You could follow an online tutorial such as: http://securitypadawan.blogspot.co.uk/2011/10/metasploitable-backtrack-fun.html
Any other tutorial, or just find an exploit that works!
During the Hacker vs Hacker lab session, take a screenshot showing how you have compromised their system.
Label it or save it as “HackerVsHacker-A1”.
To make life a little easier for your classmates, leave your connection(s) to their systems open. (For example, leave the shell open.)
During the Hacker vs Hacker lab session, take screenshots showing the file(s) you have modified, and any backdoors you have created.
Label it or save it as “HackerVsHacker-A2”.
During the Hacker vs Hacker lab session, take screenshot(s) showing the IP address of an attacker, and how you came to that conclusion (for example, a Snort alert, Syslog, Wireshark logs, network access, etc). This should preferably be using both online (network/process) and offline (logs and alerts) information.

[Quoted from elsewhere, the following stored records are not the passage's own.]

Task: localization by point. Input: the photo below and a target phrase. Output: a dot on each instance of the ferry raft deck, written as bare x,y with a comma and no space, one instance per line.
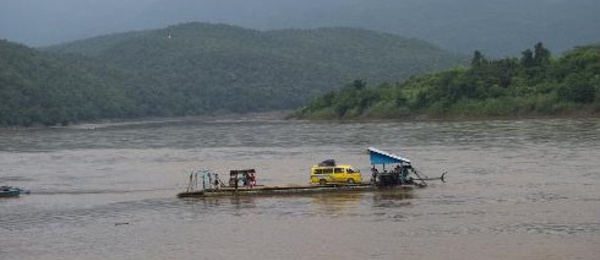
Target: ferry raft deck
398,177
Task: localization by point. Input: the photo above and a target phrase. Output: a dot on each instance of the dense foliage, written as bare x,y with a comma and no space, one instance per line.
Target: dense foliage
534,84
196,69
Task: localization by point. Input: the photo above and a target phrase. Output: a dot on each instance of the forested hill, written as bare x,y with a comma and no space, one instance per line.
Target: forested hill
196,69
534,84
38,88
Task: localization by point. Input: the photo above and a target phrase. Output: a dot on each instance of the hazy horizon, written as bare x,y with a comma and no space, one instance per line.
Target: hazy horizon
496,27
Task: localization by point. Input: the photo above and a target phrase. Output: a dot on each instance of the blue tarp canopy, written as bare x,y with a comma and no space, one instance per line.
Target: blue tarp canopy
381,157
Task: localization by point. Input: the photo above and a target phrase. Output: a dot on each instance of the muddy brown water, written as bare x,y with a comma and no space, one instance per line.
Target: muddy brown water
515,190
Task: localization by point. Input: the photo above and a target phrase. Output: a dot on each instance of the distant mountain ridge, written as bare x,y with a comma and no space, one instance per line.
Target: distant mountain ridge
497,27
200,68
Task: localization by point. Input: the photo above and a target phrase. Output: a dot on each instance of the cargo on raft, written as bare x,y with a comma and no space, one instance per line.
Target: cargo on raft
243,182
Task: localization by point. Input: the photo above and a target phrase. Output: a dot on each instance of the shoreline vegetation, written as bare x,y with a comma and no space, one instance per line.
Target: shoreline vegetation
532,86
194,69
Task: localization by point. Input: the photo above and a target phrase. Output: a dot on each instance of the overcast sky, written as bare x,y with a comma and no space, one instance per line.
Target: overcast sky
498,26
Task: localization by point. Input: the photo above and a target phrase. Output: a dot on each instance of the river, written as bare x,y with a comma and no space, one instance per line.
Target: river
515,190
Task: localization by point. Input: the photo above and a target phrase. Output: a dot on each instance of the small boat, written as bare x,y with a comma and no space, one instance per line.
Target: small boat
10,191
400,176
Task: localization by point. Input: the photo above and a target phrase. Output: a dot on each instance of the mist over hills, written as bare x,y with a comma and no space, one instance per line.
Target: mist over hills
200,68
495,27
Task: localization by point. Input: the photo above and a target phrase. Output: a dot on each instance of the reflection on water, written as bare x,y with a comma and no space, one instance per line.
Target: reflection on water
516,190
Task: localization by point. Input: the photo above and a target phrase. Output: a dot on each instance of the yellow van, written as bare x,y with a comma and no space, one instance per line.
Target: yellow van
324,174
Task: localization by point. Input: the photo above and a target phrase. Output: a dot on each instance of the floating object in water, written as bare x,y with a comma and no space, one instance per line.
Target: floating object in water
10,191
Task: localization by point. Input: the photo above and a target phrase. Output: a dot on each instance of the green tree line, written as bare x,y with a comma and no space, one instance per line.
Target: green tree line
197,69
534,84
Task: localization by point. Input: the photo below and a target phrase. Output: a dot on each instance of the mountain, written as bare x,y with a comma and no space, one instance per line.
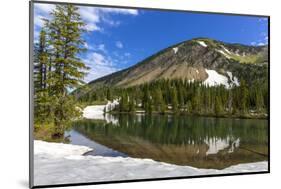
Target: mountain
200,59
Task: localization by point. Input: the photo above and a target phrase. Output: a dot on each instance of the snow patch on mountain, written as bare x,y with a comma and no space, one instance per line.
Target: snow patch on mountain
175,49
214,79
225,49
202,43
223,53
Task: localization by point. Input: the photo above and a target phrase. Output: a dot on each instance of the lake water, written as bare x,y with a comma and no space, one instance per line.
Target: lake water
201,142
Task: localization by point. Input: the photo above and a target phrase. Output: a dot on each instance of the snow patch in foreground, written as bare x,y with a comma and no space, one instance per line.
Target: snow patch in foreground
202,43
214,79
69,166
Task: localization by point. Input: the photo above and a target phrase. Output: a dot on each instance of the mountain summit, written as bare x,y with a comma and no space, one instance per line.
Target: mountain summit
201,59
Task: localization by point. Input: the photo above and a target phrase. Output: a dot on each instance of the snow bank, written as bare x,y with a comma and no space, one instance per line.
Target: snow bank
175,49
214,78
58,150
215,145
70,166
226,50
202,43
97,111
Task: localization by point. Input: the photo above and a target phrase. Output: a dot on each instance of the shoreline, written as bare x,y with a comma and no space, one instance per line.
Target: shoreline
58,163
188,114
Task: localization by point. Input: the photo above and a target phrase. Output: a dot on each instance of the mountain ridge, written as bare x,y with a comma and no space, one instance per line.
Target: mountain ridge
190,60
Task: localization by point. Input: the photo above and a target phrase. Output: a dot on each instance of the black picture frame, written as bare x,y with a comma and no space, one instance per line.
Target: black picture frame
31,138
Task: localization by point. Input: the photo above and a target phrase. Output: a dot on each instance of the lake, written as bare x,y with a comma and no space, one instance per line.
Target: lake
201,142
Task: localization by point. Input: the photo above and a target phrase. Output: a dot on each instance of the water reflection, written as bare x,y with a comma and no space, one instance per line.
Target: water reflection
183,140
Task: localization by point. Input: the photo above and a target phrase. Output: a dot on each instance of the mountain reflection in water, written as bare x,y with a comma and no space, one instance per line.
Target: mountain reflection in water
201,142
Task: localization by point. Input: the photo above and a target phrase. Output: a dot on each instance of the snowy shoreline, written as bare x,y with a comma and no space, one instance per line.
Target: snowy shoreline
57,163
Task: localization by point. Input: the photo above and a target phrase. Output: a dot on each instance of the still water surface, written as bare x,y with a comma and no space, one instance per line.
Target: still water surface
201,142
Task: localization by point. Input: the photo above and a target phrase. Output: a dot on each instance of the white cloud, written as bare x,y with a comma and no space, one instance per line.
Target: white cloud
262,19
44,8
261,44
127,54
99,66
253,43
94,16
119,44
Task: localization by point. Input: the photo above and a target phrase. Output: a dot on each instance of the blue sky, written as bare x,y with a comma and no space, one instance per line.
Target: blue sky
119,38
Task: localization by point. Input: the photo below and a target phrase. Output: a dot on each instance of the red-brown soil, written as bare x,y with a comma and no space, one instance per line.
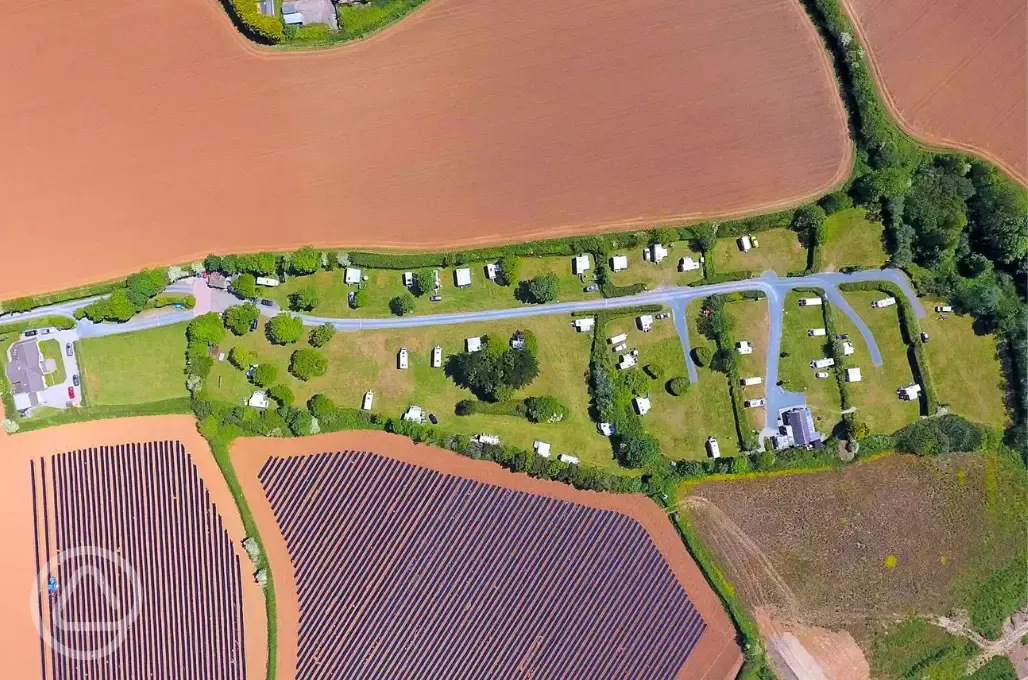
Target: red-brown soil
144,133
716,655
19,641
954,72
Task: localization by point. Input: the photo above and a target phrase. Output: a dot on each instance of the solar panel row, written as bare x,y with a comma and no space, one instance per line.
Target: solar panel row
403,571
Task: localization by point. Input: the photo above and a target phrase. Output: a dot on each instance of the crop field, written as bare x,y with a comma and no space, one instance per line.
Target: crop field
183,576
953,77
965,367
441,532
136,367
852,240
779,250
858,546
474,122
875,397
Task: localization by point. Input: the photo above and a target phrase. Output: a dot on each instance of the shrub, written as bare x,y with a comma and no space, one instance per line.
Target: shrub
264,374
677,386
322,335
307,363
402,305
240,318
285,328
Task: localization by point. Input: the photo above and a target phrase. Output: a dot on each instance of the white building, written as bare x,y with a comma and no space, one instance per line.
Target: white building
258,399
584,325
688,264
909,392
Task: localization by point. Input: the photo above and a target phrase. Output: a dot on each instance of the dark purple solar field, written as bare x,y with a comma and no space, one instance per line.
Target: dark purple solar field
147,505
405,572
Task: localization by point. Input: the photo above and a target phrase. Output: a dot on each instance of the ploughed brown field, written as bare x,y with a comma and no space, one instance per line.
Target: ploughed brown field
955,72
145,133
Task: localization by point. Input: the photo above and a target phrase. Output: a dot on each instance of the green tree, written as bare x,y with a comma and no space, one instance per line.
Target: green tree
677,386
321,335
245,286
402,305
305,298
543,288
305,260
240,318
264,374
285,328
307,363
206,328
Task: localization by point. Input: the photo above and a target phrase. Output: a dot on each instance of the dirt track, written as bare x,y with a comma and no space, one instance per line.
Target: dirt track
152,133
954,72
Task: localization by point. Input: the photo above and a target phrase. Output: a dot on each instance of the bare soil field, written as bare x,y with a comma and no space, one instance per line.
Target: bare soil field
20,644
716,654
152,133
954,72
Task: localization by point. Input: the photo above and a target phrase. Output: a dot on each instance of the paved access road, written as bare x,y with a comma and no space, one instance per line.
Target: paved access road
677,297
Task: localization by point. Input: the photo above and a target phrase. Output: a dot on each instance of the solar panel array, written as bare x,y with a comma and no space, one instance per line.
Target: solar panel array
405,572
146,504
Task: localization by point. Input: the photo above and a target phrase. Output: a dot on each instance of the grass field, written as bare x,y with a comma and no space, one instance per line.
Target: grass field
875,397
382,285
50,349
794,369
664,274
134,368
852,240
964,366
779,250
753,324
359,362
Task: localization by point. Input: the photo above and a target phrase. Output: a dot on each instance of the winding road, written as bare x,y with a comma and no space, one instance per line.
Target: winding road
676,297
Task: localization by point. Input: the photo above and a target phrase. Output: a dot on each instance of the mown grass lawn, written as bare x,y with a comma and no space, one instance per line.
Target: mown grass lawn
852,240
367,360
753,324
50,349
136,367
875,397
794,369
779,250
664,274
964,366
382,285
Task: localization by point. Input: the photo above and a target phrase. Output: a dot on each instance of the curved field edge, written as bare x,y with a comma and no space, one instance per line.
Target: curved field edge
932,142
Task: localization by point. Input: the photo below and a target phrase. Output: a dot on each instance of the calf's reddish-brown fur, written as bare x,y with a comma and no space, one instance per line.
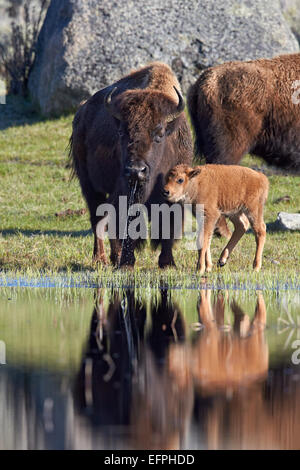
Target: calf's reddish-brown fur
236,192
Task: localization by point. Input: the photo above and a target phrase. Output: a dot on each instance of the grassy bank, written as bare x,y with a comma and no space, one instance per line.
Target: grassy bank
35,187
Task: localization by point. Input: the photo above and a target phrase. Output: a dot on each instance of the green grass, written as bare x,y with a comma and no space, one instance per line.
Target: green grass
33,240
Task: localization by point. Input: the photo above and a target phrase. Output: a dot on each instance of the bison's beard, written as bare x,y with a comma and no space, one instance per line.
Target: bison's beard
136,192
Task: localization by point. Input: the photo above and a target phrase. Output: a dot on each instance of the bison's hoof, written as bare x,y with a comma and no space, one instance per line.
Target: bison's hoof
100,260
166,263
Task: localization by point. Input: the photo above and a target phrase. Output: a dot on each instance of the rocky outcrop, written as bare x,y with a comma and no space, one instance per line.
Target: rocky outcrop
85,45
288,221
291,11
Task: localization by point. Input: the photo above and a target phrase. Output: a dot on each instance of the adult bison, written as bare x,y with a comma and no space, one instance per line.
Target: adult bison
249,107
129,135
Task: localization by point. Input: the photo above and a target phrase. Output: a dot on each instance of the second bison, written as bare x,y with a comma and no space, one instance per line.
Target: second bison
249,107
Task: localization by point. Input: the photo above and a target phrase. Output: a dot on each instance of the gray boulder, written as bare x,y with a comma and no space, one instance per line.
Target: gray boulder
291,11
85,45
287,221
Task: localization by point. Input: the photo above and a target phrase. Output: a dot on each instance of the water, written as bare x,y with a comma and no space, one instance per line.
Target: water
149,369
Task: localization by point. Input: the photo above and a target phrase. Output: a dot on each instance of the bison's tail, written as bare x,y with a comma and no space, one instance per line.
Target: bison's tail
70,165
192,100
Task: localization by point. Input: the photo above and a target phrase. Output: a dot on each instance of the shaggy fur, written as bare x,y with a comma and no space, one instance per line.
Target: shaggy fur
235,192
247,107
103,146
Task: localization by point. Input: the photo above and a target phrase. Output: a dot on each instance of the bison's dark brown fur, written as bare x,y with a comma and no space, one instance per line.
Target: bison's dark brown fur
133,124
241,107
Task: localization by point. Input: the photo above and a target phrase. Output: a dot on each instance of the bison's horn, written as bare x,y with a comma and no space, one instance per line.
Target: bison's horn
180,107
109,105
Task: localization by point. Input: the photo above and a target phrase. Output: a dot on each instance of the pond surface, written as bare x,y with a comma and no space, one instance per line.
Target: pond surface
149,369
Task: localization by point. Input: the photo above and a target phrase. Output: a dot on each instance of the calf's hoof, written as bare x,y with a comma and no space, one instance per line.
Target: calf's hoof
164,263
221,263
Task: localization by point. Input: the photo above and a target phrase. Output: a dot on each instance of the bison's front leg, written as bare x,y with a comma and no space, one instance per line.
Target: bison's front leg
176,227
166,259
127,254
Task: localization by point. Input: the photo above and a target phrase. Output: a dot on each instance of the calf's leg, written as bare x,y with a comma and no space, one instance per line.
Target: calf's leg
259,229
241,225
204,258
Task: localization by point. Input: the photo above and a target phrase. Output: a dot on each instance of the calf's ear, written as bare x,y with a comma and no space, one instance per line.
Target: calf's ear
193,172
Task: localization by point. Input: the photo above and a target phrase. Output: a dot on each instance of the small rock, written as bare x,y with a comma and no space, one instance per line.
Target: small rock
287,221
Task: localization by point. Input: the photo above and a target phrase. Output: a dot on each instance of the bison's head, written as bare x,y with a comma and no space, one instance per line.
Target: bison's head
145,119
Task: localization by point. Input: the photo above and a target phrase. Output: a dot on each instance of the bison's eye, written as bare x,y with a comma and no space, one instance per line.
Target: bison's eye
158,134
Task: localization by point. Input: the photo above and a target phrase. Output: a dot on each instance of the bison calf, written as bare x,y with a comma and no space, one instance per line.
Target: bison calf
236,192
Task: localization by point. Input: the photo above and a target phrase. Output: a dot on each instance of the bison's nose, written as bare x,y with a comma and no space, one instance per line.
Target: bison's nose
137,171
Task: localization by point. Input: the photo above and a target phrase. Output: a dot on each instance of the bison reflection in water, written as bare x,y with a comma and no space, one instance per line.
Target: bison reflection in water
124,379
125,139
143,378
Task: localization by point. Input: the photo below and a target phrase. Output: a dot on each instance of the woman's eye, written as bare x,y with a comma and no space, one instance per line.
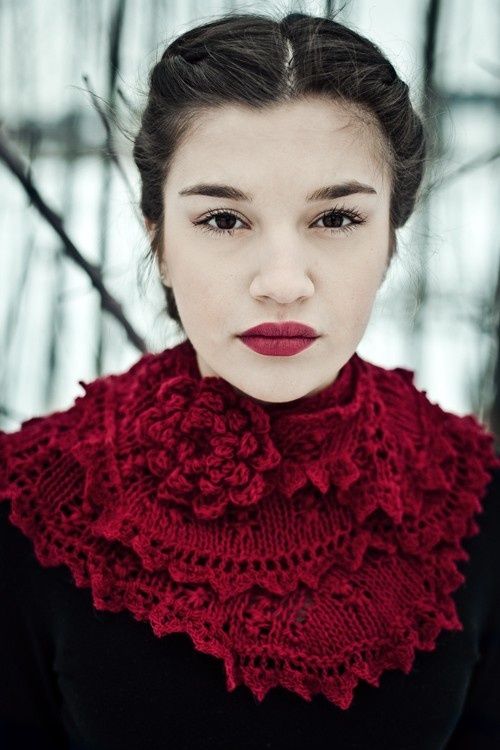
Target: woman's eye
226,219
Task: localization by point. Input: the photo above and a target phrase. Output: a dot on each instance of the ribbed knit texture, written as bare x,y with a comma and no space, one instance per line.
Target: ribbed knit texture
311,544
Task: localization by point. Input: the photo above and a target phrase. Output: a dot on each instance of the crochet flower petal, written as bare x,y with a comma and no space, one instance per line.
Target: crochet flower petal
311,571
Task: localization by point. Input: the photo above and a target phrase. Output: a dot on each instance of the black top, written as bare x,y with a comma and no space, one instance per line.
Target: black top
77,678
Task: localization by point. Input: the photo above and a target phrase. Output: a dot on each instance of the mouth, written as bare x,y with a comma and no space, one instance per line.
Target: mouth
278,346
287,330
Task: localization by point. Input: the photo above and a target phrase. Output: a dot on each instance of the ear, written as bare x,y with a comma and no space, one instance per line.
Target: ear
164,275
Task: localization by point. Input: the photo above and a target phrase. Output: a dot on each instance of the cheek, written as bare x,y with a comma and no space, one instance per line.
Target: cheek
353,296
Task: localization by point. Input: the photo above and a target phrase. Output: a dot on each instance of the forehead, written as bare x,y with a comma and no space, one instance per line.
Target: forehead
312,138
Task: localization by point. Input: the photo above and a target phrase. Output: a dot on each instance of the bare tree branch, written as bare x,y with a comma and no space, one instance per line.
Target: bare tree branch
108,302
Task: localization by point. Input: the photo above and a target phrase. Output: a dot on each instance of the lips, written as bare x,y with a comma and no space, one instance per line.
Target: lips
288,329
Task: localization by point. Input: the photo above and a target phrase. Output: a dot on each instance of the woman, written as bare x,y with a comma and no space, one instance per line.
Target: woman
252,539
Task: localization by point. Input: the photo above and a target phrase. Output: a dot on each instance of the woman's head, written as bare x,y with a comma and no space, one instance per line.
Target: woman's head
277,111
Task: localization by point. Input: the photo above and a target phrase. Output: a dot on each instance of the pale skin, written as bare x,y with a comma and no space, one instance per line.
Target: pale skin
286,259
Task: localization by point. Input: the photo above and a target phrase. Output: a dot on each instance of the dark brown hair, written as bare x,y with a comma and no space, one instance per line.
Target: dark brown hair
257,61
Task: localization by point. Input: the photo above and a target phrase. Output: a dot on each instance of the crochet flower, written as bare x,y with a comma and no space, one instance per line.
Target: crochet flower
207,446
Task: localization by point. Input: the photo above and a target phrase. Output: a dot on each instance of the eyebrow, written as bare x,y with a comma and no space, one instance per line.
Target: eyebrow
329,192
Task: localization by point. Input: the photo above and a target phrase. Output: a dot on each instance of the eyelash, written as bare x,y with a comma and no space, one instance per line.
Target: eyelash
352,214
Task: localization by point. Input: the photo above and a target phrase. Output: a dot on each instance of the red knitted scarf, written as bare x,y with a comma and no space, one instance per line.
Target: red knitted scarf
309,545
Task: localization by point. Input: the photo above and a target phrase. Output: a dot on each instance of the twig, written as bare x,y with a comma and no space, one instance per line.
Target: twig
108,302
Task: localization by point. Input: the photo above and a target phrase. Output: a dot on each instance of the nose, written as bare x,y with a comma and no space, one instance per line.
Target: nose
283,275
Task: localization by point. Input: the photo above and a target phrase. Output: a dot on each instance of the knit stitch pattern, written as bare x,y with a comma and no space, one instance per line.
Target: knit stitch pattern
308,545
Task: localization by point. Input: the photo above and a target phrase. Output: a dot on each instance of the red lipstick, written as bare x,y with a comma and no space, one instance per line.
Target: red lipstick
279,339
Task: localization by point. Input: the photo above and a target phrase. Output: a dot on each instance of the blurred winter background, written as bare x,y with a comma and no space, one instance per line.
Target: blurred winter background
71,303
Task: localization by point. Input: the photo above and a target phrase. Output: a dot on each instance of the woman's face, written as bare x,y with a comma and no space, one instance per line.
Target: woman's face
278,256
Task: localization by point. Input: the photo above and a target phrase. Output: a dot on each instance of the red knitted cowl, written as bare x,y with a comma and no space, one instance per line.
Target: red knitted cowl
309,545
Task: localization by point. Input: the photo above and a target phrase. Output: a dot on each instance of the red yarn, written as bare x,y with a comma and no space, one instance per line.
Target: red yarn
311,544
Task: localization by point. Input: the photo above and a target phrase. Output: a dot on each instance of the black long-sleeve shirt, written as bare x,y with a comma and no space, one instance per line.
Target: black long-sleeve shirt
78,678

Label it or save it as “HackerVsHacker-A3”.
During the Hacker vs Hacker lab session, take a screenshot showing evidence of how they compromised your system; for example, what exploit and/or software did they use to do the attack? What software did it target on your system?
Label it or save it as “HackerVsHacker-A4”.
During the Hacker vs Hacker lab session, take a screenshot showing which files they changed, user accounts they created, or backdoors they left and how you came to that conclusion (for example, using shasum output, Autopsy, mactime, diff, etc).
Label it or save it as “HackerVsHacker-A5”.
 In the IMS lab, it should start with “192.168.”